To create housing for people who can’t afford soaring insurance premiums or multimillion-dollar homes, advocates are urging policymakers to make it easier to build housing in denser, relatively fire-safe cities, places that already combine modern building codes, rapid emergency response times, mandatory sprinkler systems, and updated infrastructure to minimize risk.
Communities must build back differently — faster and with more density than they’ve traditionally allowed.
A bill introduced back in 2020 by a California state representative would have exempted infill housing from CEQA, but it died in the legislature. Lawmakers could reintroduce and pass that quickly, and advocates have been urging Newsom to support such a step.
“The real challenge is that we’re very late to try to do this, and so it won’t actually solve the problem for people who need housing today,” said Lewis of California YIMBY. “This crisis will absolutely spill over into other states, as people who aren’t willing to rebuild or can’t afford to rebuild will find they have nowhere left to stay.”
The mounting barriers to homeownership
While the fires are devastating to homeowners, the crisis has made the situation even more stressful for renters.
The ripple effects of California’s insurance crisis extend far beyond current homeowners, threatening to worsen an already severe housing affordability crisis. For renters, who make up more than half of Los Angeles County residents, the impact could be devastating.
The insurance crisis creates what National Low Income Housing Coalition disaster recovery manager Noah Patton describes as a “three-pronged impact” on housing affordability.

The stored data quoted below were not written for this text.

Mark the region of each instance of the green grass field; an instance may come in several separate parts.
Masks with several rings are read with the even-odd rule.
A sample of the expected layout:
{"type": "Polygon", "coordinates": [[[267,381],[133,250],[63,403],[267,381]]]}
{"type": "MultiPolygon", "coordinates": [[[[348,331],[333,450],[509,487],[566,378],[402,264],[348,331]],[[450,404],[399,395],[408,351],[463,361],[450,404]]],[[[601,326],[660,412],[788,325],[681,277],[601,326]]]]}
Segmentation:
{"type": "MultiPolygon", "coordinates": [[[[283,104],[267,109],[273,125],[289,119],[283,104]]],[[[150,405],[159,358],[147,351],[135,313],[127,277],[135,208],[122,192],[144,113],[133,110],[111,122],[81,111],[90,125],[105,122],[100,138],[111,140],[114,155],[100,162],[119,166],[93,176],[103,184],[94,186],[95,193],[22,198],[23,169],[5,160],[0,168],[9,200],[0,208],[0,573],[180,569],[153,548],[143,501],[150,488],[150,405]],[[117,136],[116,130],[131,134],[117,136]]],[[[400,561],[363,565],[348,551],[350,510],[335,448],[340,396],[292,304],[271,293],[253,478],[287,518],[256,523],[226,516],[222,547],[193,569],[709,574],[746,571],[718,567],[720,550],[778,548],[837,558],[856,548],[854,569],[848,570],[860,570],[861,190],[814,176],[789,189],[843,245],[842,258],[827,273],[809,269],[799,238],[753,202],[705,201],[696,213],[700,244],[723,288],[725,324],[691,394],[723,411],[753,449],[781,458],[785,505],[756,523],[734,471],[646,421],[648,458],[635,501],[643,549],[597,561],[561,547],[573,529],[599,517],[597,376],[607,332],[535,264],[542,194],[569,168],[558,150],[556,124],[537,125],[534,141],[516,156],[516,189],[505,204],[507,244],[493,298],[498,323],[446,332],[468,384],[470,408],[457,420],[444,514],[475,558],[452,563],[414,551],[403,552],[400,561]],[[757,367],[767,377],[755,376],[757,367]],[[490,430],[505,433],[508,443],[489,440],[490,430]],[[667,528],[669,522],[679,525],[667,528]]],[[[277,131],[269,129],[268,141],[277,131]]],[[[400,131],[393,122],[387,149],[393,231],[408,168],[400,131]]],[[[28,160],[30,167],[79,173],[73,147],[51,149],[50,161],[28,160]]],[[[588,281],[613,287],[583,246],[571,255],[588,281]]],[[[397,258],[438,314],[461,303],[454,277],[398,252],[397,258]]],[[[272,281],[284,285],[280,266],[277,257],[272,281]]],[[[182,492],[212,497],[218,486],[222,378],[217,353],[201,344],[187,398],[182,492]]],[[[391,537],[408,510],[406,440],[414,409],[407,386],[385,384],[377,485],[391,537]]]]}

Rising insurance costs push more potential buyers into the rental market, increasing demand. Meanwhile, landlords pass these costs onto renters via rent increases, and developers struggle to finance new affordable housing projects in disaster-prone areas that “desperately need it.”
The stakes are particularly high in California, where nearly 186,000 people already live on the streets or in shelters — an 8 percent increase since 2022. Homeless people already have greater exposure to the climate crisis and wildfire smoke in particular when they cannot take shelter inside. For the many households spending over half their income on housing, even small rent increases can trigger a cascade toward eviction and homelessness.
While residents displaced by the fires may be allowed to live temporarily on their properties in recreational vehicles, tiny homes, and other modular structures, this stopgap solution does nothing to help the many Californians still struggling to become homeowners or pay their rent in the first place.
“While many millennials were able to take advantage of record-low mortgage rates during the pandemic, young people are still facing a housing affordability crisis that doesn’t show many signs of improvement on the for-sale side,” said Daryl Fairweather, chief economist at Redfin. “What’s more, these devastating wildfires are in Los Angeles, which already has the least affordable housing market in the country, with the median home price exceeding $900,000.”